When an insurer intends to engage in the derivatives transactions for hedging purposes with hedged items being anticipated investment positions, approval of the board of directors shall be obtained and the application form along with the following documents shall be submitted in advance to the competent authority for approval:
1. Supporting documents for meeting the eligibility criteria in the preceding paragraph;
2. Documents listed in Article 3 Paragraph 1 ; and
3. Descriptions of the levels of influence of the following different factors on hedging effectiveness that can be specifically distinguished using the mathematical method for calculating the hedging effectiveness:
(1) Influence of expected differences in the execution of portfolio asset allocation plans indicated in Paragraph 3 Subparagraph 1; and
(2) Other factors than those indicated in the preceding item.
An insurer approved by the competent authority to engage in derivatives transactions for hedging purposes in accordance with the requirements in the preceding paragraph shall follow the requirements below:
1. It shall detail specific asset allocation plans for the expected portfolio and analysis of hedging effectiveness in official written documents before transactions; the said analysis of hedging effectiveness shall be reviewed by a risk management unit independent of the transaction department.
2. When the hedging effectiveness obtained for the expected portfolio differs from that for the actual portfolio by 20% or more, as a result of the difference in the implementation of the asset allocation plan for the expected portfolio as mentioned in the preceding subparagraph, the value of transactions for the effective periods of respective transactions shall be included as part of the limits for derivatives transactions for enhancing the investment efficiency.

Article 5 An insurer with the following qualifications and get approved from the competent authority may engage in the derivatives transactions for enhancing the investment efficiency:
1. The insurer's risk-based capital ratio is equivalent to 250% or above;
2. The value-at-risk calculation is performed every day to measure and manage the risk exposure of derivatives positions;
3. In the immediately preceding year, there are no major violations of performing the insurer's internal control procedure with regard to the use of funds, or the rectification of such violations have been done and get affirmed by the competent authorities;
4. There have been no major sanctions and disciplinary actions related to the usage of  insurer’s funds imposed by the competent authority in the most recent year, however, this does not include violations that have been rectified and affirmed by the competent authority; and
5. Other eligible qualifications required by the competent authority.
The major sanctions and disciplinary actions as prescribed in Subparagraph 4 of the preceding Paragraph refer to Article 2 of the Regulations Governing Public Disclosure by the Financial Supervisory Commission of Material Enforcement Actions for Violations of Financial Legislation.

An insurer intending to engage in the derivatives transactions for enhancing the investment efficiency shall submit the trading proposal which has got approved by the board of directors, together with the application form and the documents in support of the qualification provided in the Paragraph 1 of this article to the competent authority for getting a prior approval.

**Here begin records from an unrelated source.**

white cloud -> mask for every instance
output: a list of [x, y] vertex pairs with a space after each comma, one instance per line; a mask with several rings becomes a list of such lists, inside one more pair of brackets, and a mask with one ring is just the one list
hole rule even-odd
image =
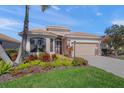
[[113, 20], [112, 24], [124, 25], [124, 20]]
[[52, 7], [53, 9], [55, 9], [55, 10], [60, 10], [60, 8], [59, 8], [58, 6], [52, 5], [51, 7]]
[[20, 23], [16, 20], [0, 18], [0, 28], [6, 30], [12, 30], [13, 27], [20, 25]]
[[97, 12], [97, 13], [96, 13], [96, 16], [102, 16], [102, 13]]

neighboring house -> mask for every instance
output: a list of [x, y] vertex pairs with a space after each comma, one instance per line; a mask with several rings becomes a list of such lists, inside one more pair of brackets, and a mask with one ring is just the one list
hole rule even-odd
[[19, 48], [20, 42], [14, 38], [0, 34], [0, 44], [4, 49], [16, 49]]
[[[22, 35], [22, 32], [19, 35]], [[80, 57], [83, 55], [101, 55], [100, 42], [101, 37], [96, 35], [71, 32], [62, 26], [48, 26], [46, 29], [30, 30], [26, 48], [29, 53], [48, 52], [72, 57], [75, 51], [75, 56]]]

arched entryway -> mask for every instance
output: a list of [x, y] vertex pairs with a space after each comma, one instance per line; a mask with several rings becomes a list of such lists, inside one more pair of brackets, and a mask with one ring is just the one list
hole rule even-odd
[[33, 37], [30, 39], [30, 52], [45, 52], [46, 51], [46, 39]]

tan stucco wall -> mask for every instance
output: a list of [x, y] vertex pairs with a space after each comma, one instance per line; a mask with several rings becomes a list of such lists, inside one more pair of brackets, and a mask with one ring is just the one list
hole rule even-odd
[[19, 43], [8, 42], [8, 41], [3, 41], [2, 46], [5, 49], [8, 49], [8, 48], [16, 49], [16, 48], [19, 48], [20, 44]]

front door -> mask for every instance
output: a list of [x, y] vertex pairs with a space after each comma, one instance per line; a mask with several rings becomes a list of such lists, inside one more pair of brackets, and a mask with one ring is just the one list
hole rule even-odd
[[62, 54], [62, 40], [61, 40], [61, 38], [57, 38], [55, 40], [55, 52], [57, 54]]
[[31, 38], [31, 52], [45, 52], [46, 40], [44, 38]]

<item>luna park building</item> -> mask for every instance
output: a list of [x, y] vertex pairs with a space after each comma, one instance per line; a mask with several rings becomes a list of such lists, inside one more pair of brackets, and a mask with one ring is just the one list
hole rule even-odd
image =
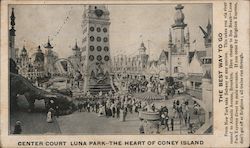
[[203, 33], [202, 49], [190, 49], [190, 33], [184, 22], [184, 6], [175, 7], [174, 24], [169, 29], [168, 49], [161, 51], [157, 60], [149, 60], [147, 48], [142, 42], [135, 56], [118, 55], [113, 58], [112, 70], [116, 75], [155, 77], [165, 80], [173, 77], [184, 84], [185, 91], [202, 101], [212, 112], [212, 25], [208, 20]]

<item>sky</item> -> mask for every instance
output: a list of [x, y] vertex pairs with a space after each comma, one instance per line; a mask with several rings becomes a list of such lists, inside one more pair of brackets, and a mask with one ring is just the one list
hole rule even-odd
[[[143, 41], [151, 59], [158, 58], [167, 49], [169, 28], [174, 23], [176, 4], [161, 5], [108, 5], [110, 11], [111, 56], [138, 53]], [[184, 22], [188, 24], [191, 49], [204, 48], [199, 26], [212, 24], [211, 4], [183, 4]], [[16, 47], [26, 47], [30, 54], [43, 46], [50, 37], [59, 57], [72, 54], [77, 41], [82, 43], [82, 14], [84, 5], [10, 5], [15, 8]], [[58, 32], [58, 33], [57, 33]], [[192, 44], [192, 41], [196, 43]]]

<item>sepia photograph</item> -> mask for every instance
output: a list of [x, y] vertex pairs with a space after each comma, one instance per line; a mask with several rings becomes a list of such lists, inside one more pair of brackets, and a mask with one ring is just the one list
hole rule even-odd
[[8, 134], [212, 135], [212, 13], [9, 4]]

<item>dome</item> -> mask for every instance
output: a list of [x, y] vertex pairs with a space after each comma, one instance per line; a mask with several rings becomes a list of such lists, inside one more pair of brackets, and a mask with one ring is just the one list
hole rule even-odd
[[23, 46], [23, 49], [21, 51], [21, 55], [20, 56], [27, 56], [27, 50], [25, 49], [24, 46]]
[[34, 62], [44, 62], [44, 53], [40, 46], [38, 46], [37, 52], [33, 54], [32, 58], [32, 61]]
[[182, 12], [182, 9], [184, 8], [184, 6], [182, 6], [181, 4], [178, 4], [175, 9], [176, 9], [176, 13], [175, 13], [175, 24], [184, 24], [184, 19], [185, 16]]
[[139, 48], [139, 50], [143, 50], [143, 51], [145, 51], [145, 50], [146, 50], [146, 47], [145, 47], [145, 45], [144, 45], [144, 43], [143, 43], [143, 42], [141, 43], [141, 47]]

The trading proposal shall record forth the following information:
1.Types of derivatives;
2.Restrictions on manipulation of derivatives;
3.The objects of investment efficiency enhancement and the way to assess its performance;
4.Mechanism with regard to risk-limit management, including the limit on total position, stop-loss strategies and the frequency of assessment etc.
Where the trading proposal mentioned in the preceding Paragraph is amended and get approved by the board of directors, it shall be submitted to the competent authority for reference purpose after it.